Spesialis Curanmor Dibekuk, Polisi Temukan Delapan Unit Kendaraan Matic
Hukum & Kriminal

Spesialis Curanmor Dibekuk, Polisi Temukan Delapan Unit Kendaraan Matic

Kebumen,(kebumen.sorot.co)--Jajaran Satreskrim Polres Kebumen berhasil membekuk alap-alap spesialis pencurian sepeda motor (curanmor) berinisial MP (29), warga Desa Ampih, Kecamatan Buluspesantren. Selain tersangka, Satreskrim Polres Kebumen juga berhasil mengamankan sejumlah barang bukti dari tangannya.

MP ditetapkan sebagai tersangka dalam kasus pencurian sepeda motor matic Honda Beat milik korban inisial MJ (43), warga Desa Ayamputih, Kecamatan Buluspesantren yang terjadi pada hari Selasa, (21/06/2022) lalu. 

Saat itu sepeda motor korban tengah diparkir di dekat jembatan wilayah Kecamatan Buluspesantren. Saat kejadian, yakni sekira pukul 16.30 WIB, korban tengah memancing di sungai dekat dengan jembatan. 

Tersangka mencuri sepeda motor dengan membuka paksa menggunakan kunci leter T yang sebelumnya telah disiapkan,” jelas AKBP Burhanuddin didampingi Kasat Reskrim AKP Kadek Pande Apridya Wibisana saat konferensi pers, Jumat (24/06/2022).

Melalui penyelidikan, kata Kapolres, Sat Reskrim Polres Kebumen selanjutnya berhasil mengamankan tersangka satu hari setelah kejadian sekitar pukul 05.10 WIB di Pasar Koplak Kebumen. Dari penangkapan itu, polisi berhasil mengamankan sepeda motor milik korban yang dicuri oleh tersangka.  

Mengarah ke tujuan TKP lain, saat dilakukan pemeriksaan oleh Penyidik Sat Reskrim kita berhasil mengamankan tujuh unit sepeda motor lainnya yang diambil tersangka di tempat lain, paparnya.

Tersangka ini, sambungnya, merupakan spesialis pencurian sepeda motor dengan menggunakan alat kunci T. Dari tujuh sepeda motor lain yang diamankan pihaknya, beberapa sudah teridentifikasi pemilik kendaraan tersebut. 

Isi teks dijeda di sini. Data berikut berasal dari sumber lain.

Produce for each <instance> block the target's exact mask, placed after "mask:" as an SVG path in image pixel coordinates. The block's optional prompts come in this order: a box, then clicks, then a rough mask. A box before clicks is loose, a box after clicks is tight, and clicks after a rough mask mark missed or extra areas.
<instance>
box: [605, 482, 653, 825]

Beberapa sudah diketahui siapa pemilik sepeda motor ini. Namun kami juga masih terus melakukan pengembangan terhadap kasus ini, jelas Kapolres sembari menunjukkan barang bukti sepeda motor hasil curian tersangka.

Kapolres menambahkan, dalam melancarkan aksinya, tersangka tidak sendirian, tersangka beraksi bersama kakak kandungnya yang kini berstatus DPO. Hasil curian tersangka dijualnya baik melalui online maupun offline. Kepada polisi, tersangka telah mengakui semua perbuatannya.

Dari kasus itu, tersangka dijerat dengan Pasal 363 KUH Pidana tentang pencurian dengan pemberatan ancaman pidana kurungan paling lama 5 tahun penjara. 

Kepada warga masyarakat sekitar Kebumen yang merasa pernah kehilangan sepeda motor bisa melakukan pengecekan di Polres Kebumen untuk mempercepat identifikasi pemilik kendaraan, tutupnya.